Когда заря левой рукой коснулась неба, мы подъехали к дальнему концу причала, озарённого дрожащим жёлтым светом фонарей, взобрались по длинному трапу на спящий корабль и отыскали свои каюты люкс для молодожёнов. Бенедикта не могла говорить от изнеможения, я тоже, слишком усталый, чтобы проследить за погрузкой багажа, слишком усталый, чтобы думать. Мы рухнули в свои койки и уснули, а проснулся я от волшебного ощущения плавно скользящего корабля — мягкого ровного гула мощных двигателей, уверенно влекущих нас к открытому морю. Иногда судно поднималось на волне, и шипели брызги, захлёстывающие палубу. Я принял душ и вышел на палубу — под хлесткий ветер и мелкий дождь. Земля осталась далеко позади, невидимая в утренней мгле, — серое пятно увенчанного тучами ничто. Началось наше кругосветное плавание. Англия растаяла в рассветном морском тумане. Как замечательна жизнь!
Однако пора возвращаться в каюту и дочитать труд о богомолах, одолженный мне Маршаном. «Другая теория основана на физиологических экспериментах Рабо и других; было обнаружено, что главные нервные центры ограничивают или подавляют рефлекторные сигналы.

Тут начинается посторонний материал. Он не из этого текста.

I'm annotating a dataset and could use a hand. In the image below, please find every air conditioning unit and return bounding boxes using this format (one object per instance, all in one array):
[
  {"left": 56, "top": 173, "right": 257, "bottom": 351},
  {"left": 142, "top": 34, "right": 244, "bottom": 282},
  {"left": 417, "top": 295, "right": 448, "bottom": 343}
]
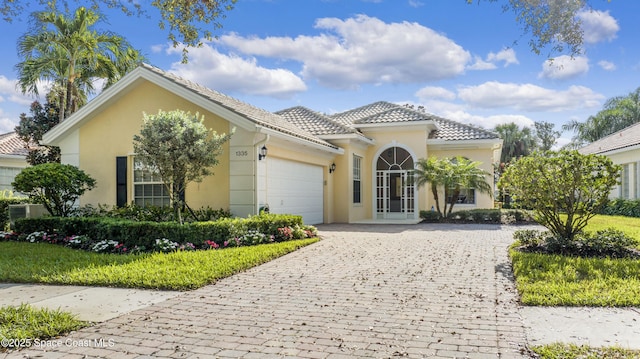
[{"left": 9, "top": 204, "right": 49, "bottom": 225}]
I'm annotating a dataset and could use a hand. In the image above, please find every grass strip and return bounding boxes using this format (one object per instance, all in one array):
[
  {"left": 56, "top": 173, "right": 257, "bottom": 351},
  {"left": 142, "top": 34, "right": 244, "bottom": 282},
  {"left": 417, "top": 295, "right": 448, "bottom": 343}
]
[
  {"left": 0, "top": 238, "right": 318, "bottom": 290},
  {"left": 0, "top": 304, "right": 88, "bottom": 351},
  {"left": 531, "top": 343, "right": 640, "bottom": 359},
  {"left": 510, "top": 250, "right": 640, "bottom": 307}
]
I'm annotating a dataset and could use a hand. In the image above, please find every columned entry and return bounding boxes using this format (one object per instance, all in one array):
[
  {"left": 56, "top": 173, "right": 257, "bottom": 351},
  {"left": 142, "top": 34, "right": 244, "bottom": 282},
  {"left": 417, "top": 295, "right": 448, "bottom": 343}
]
[{"left": 375, "top": 147, "right": 416, "bottom": 219}]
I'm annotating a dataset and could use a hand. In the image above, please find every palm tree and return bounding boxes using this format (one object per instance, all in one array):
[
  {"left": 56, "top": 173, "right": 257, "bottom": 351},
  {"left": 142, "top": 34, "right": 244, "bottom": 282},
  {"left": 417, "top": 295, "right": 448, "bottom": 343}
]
[
  {"left": 495, "top": 122, "right": 536, "bottom": 163},
  {"left": 413, "top": 157, "right": 445, "bottom": 217},
  {"left": 562, "top": 87, "right": 640, "bottom": 148},
  {"left": 413, "top": 157, "right": 493, "bottom": 217},
  {"left": 16, "top": 7, "right": 143, "bottom": 121}
]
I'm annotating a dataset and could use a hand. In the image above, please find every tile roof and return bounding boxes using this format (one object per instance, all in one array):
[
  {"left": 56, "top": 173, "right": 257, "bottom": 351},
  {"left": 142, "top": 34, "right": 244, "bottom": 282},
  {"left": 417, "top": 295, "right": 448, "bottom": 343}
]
[
  {"left": 141, "top": 64, "right": 338, "bottom": 149},
  {"left": 330, "top": 101, "right": 499, "bottom": 141},
  {"left": 141, "top": 64, "right": 498, "bottom": 149},
  {"left": 0, "top": 132, "right": 29, "bottom": 157},
  {"left": 275, "top": 106, "right": 357, "bottom": 135},
  {"left": 578, "top": 123, "right": 640, "bottom": 154}
]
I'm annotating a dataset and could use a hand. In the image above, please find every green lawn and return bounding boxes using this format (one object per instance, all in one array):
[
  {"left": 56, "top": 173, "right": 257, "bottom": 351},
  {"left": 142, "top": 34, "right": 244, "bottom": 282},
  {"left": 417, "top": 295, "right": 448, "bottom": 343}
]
[
  {"left": 511, "top": 216, "right": 640, "bottom": 306},
  {"left": 0, "top": 238, "right": 318, "bottom": 290},
  {"left": 531, "top": 343, "right": 640, "bottom": 359},
  {"left": 0, "top": 304, "right": 88, "bottom": 352}
]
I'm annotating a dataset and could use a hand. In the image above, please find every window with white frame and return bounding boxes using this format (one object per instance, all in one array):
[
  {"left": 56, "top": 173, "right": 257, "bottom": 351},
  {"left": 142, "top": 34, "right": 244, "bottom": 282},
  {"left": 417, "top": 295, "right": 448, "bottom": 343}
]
[
  {"left": 133, "top": 158, "right": 171, "bottom": 207},
  {"left": 0, "top": 167, "right": 22, "bottom": 191},
  {"left": 620, "top": 164, "right": 629, "bottom": 199},
  {"left": 353, "top": 155, "right": 362, "bottom": 203}
]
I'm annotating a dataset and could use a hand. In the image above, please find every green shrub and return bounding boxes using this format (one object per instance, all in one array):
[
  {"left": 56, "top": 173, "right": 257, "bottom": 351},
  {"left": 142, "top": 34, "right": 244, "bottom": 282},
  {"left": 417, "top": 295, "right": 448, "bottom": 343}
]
[
  {"left": 513, "top": 228, "right": 638, "bottom": 258},
  {"left": 578, "top": 228, "right": 638, "bottom": 258},
  {"left": 76, "top": 204, "right": 233, "bottom": 222},
  {"left": 420, "top": 208, "right": 533, "bottom": 224},
  {"left": 513, "top": 229, "right": 544, "bottom": 247},
  {"left": 0, "top": 197, "right": 29, "bottom": 229},
  {"left": 11, "top": 214, "right": 308, "bottom": 253}
]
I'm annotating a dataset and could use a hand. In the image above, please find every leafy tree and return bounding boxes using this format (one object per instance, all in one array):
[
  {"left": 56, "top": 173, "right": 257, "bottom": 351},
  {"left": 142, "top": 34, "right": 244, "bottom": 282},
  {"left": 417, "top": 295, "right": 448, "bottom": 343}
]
[
  {"left": 0, "top": 0, "right": 608, "bottom": 61},
  {"left": 16, "top": 7, "right": 143, "bottom": 121},
  {"left": 467, "top": 0, "right": 590, "bottom": 56},
  {"left": 498, "top": 151, "right": 620, "bottom": 241},
  {"left": 562, "top": 87, "right": 640, "bottom": 147},
  {"left": 534, "top": 121, "right": 562, "bottom": 151},
  {"left": 133, "top": 110, "right": 233, "bottom": 223},
  {"left": 12, "top": 163, "right": 96, "bottom": 217},
  {"left": 494, "top": 122, "right": 536, "bottom": 163},
  {"left": 413, "top": 157, "right": 492, "bottom": 217},
  {"left": 15, "top": 101, "right": 60, "bottom": 165}
]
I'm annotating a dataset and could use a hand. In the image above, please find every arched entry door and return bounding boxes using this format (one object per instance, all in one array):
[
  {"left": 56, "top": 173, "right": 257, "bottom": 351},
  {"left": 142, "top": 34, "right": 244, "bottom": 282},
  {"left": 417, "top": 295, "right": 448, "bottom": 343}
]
[{"left": 376, "top": 147, "right": 415, "bottom": 219}]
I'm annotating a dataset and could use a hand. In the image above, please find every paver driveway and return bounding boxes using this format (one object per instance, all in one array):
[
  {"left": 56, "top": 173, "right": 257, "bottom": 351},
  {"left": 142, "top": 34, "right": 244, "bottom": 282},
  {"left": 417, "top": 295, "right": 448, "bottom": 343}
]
[{"left": 9, "top": 224, "right": 525, "bottom": 358}]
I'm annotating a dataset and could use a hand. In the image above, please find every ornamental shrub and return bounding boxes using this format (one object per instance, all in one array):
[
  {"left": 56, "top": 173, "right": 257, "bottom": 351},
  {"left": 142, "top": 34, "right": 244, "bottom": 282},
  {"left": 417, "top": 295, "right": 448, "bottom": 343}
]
[
  {"left": 12, "top": 163, "right": 96, "bottom": 217},
  {"left": 498, "top": 151, "right": 621, "bottom": 241}
]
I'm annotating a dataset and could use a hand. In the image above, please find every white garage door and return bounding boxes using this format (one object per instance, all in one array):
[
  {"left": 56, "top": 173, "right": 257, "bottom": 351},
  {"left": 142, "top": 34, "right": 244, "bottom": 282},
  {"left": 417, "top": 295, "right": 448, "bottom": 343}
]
[{"left": 267, "top": 158, "right": 324, "bottom": 224}]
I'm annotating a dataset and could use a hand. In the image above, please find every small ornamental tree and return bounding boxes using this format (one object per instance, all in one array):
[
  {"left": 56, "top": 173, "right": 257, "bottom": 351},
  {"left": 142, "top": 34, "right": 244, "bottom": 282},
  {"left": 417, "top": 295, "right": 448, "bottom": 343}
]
[
  {"left": 413, "top": 157, "right": 492, "bottom": 217},
  {"left": 133, "top": 110, "right": 233, "bottom": 223},
  {"left": 498, "top": 151, "right": 620, "bottom": 241},
  {"left": 12, "top": 163, "right": 96, "bottom": 217}
]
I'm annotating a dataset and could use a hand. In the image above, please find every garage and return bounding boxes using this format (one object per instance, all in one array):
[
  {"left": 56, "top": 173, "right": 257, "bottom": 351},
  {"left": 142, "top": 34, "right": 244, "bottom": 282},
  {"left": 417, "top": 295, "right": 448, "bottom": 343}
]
[{"left": 266, "top": 158, "right": 324, "bottom": 224}]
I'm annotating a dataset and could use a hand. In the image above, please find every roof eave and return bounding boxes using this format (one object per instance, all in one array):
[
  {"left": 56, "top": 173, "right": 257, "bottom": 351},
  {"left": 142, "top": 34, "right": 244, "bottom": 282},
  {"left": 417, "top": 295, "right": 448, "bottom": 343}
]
[{"left": 258, "top": 126, "right": 344, "bottom": 155}]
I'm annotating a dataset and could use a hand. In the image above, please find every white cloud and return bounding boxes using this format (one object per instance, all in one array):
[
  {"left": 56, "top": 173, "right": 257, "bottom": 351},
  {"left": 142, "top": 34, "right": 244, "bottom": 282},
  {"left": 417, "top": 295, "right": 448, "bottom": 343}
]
[
  {"left": 0, "top": 116, "right": 18, "bottom": 133},
  {"left": 439, "top": 110, "right": 534, "bottom": 130},
  {"left": 458, "top": 81, "right": 604, "bottom": 111},
  {"left": 468, "top": 49, "right": 519, "bottom": 70},
  {"left": 220, "top": 15, "right": 471, "bottom": 88},
  {"left": 0, "top": 75, "right": 39, "bottom": 106},
  {"left": 487, "top": 49, "right": 520, "bottom": 67},
  {"left": 578, "top": 10, "right": 620, "bottom": 44},
  {"left": 467, "top": 56, "right": 498, "bottom": 71},
  {"left": 598, "top": 60, "right": 616, "bottom": 71},
  {"left": 415, "top": 86, "right": 456, "bottom": 101},
  {"left": 538, "top": 55, "right": 589, "bottom": 80},
  {"left": 167, "top": 43, "right": 307, "bottom": 98}
]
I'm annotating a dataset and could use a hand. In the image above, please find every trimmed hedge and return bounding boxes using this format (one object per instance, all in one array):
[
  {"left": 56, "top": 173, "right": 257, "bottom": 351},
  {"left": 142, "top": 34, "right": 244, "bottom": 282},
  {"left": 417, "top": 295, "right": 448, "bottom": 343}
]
[
  {"left": 420, "top": 209, "right": 535, "bottom": 224},
  {"left": 600, "top": 198, "right": 640, "bottom": 217},
  {"left": 0, "top": 197, "right": 29, "bottom": 229},
  {"left": 15, "top": 214, "right": 303, "bottom": 248}
]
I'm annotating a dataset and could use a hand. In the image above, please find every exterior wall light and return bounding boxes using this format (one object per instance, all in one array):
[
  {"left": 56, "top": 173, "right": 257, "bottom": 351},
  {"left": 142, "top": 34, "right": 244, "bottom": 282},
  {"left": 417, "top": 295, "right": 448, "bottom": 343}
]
[{"left": 258, "top": 145, "right": 268, "bottom": 161}]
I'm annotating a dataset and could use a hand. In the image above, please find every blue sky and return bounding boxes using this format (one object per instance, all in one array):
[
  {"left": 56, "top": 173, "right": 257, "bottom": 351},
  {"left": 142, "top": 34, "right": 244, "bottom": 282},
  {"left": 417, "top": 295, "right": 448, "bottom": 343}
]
[{"left": 0, "top": 0, "right": 640, "bottom": 148}]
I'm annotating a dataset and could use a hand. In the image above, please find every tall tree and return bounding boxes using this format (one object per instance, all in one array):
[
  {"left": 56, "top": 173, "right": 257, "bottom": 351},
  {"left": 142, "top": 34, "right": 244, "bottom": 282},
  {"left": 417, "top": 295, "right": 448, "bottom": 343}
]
[
  {"left": 16, "top": 7, "right": 143, "bottom": 121},
  {"left": 413, "top": 157, "right": 493, "bottom": 217},
  {"left": 534, "top": 121, "right": 562, "bottom": 151},
  {"left": 0, "top": 0, "right": 610, "bottom": 61},
  {"left": 15, "top": 95, "right": 60, "bottom": 166},
  {"left": 562, "top": 87, "right": 640, "bottom": 147},
  {"left": 494, "top": 122, "right": 536, "bottom": 163},
  {"left": 133, "top": 110, "right": 233, "bottom": 223}
]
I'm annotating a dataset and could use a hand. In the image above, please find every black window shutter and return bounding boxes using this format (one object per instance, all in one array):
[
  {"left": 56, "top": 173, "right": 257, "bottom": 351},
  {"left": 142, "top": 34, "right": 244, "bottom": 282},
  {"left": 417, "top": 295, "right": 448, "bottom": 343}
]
[{"left": 116, "top": 156, "right": 127, "bottom": 207}]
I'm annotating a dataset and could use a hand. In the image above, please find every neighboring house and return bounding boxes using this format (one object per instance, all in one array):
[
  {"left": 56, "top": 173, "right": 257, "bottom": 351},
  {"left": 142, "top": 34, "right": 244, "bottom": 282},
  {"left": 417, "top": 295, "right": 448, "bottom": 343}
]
[
  {"left": 43, "top": 65, "right": 502, "bottom": 224},
  {"left": 578, "top": 123, "right": 640, "bottom": 199},
  {"left": 0, "top": 132, "right": 29, "bottom": 191}
]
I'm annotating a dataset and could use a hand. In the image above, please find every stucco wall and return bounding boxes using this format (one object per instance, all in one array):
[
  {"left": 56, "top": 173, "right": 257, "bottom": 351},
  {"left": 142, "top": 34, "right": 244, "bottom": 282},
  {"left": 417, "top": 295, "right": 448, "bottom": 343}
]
[{"left": 78, "top": 82, "right": 230, "bottom": 209}]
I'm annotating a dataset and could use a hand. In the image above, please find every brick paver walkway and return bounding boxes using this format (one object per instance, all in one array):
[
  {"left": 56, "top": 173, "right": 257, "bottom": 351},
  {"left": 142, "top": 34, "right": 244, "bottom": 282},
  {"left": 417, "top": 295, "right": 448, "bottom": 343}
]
[{"left": 9, "top": 224, "right": 525, "bottom": 358}]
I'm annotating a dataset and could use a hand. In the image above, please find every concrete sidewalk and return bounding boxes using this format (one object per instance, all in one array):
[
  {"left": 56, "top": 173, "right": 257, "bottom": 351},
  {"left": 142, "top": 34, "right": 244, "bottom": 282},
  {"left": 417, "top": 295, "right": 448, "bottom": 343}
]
[
  {"left": 0, "top": 283, "right": 181, "bottom": 322},
  {"left": 0, "top": 224, "right": 640, "bottom": 359}
]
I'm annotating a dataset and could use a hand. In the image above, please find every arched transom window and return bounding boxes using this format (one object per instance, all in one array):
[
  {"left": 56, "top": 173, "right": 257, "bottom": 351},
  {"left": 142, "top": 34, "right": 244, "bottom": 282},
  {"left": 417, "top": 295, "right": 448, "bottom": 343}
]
[{"left": 376, "top": 147, "right": 414, "bottom": 171}]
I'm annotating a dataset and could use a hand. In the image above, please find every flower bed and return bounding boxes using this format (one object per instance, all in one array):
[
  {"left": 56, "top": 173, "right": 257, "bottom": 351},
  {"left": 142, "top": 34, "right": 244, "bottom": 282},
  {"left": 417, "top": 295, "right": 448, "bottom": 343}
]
[{"left": 0, "top": 214, "right": 317, "bottom": 254}]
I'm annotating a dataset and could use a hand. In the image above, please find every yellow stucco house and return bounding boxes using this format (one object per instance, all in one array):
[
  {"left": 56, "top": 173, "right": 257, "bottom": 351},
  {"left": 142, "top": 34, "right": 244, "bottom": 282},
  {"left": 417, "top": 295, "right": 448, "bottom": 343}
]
[
  {"left": 578, "top": 123, "right": 640, "bottom": 199},
  {"left": 43, "top": 64, "right": 502, "bottom": 224}
]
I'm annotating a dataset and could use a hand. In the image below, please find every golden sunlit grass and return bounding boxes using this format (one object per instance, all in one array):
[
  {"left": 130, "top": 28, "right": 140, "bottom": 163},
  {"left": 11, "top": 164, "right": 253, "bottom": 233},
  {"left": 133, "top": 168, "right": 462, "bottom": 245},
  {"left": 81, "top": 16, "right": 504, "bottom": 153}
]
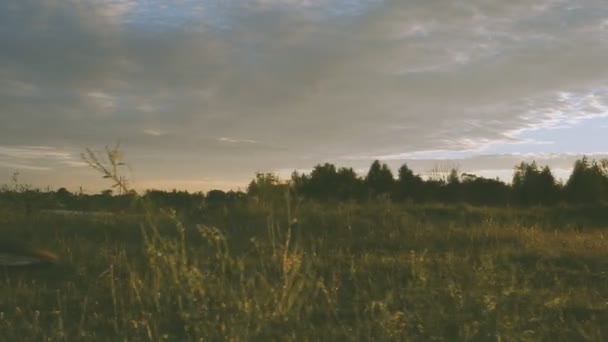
[{"left": 0, "top": 146, "right": 608, "bottom": 341}]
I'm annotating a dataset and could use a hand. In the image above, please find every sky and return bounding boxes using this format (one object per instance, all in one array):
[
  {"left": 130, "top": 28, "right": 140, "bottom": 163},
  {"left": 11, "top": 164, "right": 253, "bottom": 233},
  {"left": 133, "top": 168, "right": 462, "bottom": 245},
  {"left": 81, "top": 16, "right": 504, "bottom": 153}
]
[{"left": 0, "top": 0, "right": 608, "bottom": 192}]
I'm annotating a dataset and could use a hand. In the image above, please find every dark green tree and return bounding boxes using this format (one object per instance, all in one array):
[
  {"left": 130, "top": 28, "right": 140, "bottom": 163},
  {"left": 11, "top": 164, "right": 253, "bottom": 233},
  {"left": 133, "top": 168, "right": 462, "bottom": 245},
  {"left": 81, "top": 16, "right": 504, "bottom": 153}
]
[
  {"left": 512, "top": 161, "right": 560, "bottom": 205},
  {"left": 393, "top": 164, "right": 424, "bottom": 201},
  {"left": 365, "top": 160, "right": 395, "bottom": 197},
  {"left": 564, "top": 156, "right": 608, "bottom": 203}
]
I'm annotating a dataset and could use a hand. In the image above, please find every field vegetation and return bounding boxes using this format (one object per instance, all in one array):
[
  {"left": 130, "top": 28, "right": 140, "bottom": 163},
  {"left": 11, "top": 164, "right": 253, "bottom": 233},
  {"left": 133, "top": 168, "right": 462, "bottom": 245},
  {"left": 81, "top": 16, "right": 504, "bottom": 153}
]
[{"left": 0, "top": 149, "right": 608, "bottom": 341}]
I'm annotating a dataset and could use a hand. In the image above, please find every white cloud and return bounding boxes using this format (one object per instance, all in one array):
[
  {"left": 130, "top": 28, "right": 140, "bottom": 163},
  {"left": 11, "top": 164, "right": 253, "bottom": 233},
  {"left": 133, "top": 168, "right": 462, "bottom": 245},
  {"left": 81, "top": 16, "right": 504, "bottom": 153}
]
[{"left": 217, "top": 137, "right": 258, "bottom": 144}]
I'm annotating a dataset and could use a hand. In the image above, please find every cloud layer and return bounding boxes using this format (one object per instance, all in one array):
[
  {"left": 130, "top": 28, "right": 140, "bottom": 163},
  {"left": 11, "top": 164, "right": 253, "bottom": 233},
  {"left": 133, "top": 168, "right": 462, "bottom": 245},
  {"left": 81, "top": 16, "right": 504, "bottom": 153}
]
[{"left": 0, "top": 0, "right": 608, "bottom": 190}]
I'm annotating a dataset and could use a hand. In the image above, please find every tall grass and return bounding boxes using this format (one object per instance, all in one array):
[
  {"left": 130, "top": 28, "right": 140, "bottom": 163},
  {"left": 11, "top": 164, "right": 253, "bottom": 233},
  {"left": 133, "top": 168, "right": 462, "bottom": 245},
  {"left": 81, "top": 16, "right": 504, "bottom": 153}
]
[{"left": 0, "top": 146, "right": 608, "bottom": 341}]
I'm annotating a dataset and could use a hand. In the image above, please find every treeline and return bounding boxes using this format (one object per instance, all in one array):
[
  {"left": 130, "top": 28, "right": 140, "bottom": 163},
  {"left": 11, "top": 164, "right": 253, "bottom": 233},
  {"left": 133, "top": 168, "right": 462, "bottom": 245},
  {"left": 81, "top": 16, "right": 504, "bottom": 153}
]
[
  {"left": 0, "top": 157, "right": 608, "bottom": 212},
  {"left": 254, "top": 157, "right": 608, "bottom": 206}
]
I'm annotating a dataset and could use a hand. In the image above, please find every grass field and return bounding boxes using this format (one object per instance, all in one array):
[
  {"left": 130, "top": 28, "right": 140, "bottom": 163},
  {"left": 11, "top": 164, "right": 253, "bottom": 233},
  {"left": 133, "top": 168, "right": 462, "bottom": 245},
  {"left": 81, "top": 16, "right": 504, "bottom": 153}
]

Обезглавливание ослабляет этот контроль. Визуально это выражается в том, что рефлекторно-генитальная активность обезглавленного самца богомола выражена более энергично и потому биологически более эффективна». Бенедикта вздохнула во сне и глубже зарылась в мягкие подушки. То же самое справедливо в отношении обезглавленной лягушки, и, кстати, любой палач скажет, что, когда перерубают спинной мозг, происходит мгновенная эякуляция. Я отложил книгу и закурил сигарету, убаюкиваемый ритмичным покачиванием корабля, плывущего по зеленому морю. Потом снова заснул, а когда проснулся, увидел подле себя завтрак, а в кресле напротив — Бенедикту, обнажённую и улыбающуюся. Наверно, потому, что мы плавно перемещались обратно в Полис — к первым познаниям друг друга, которые теперь казались далёким прошлым. Может, любовные баталии у неё как-то связывались со страной, в которой она находилась? Она села, поджав ноги «по-турецки», в изножье моей постели, и в памяти всплыли те древние поцелуи и лёгкие варварские пытки — водой, воском, неистовые страстные поцелуи, проникнутые невыразимым благоговением, — яркая материя прошлого, которую необходимо взять с собой в будущее, сияющее надеждой. Итак, мы были наконец одни, я и любимое создание рядом. К тому же что может быть восхитительней жизни на корабле с её упорядоченностью, отсутствием необходимости проявлять личную инициативу? И её обособленностью, когда со всех сторон одно только море. Казалось, не успели мы оглянуться, как уже скользили мимо Гибралтара к более спокойному морю, убаюкиваемые летучими облаками и волнами такой синевы, которой не заслуживали. Она расцвела, проводя дни в бодром безделье, которое чудесно ложилось на отпускное настроение, прерывавшееся единственно редкими каблограммами от Джулиана по поводу мелких производственных вопросов; но и те постепенно перестали приходить.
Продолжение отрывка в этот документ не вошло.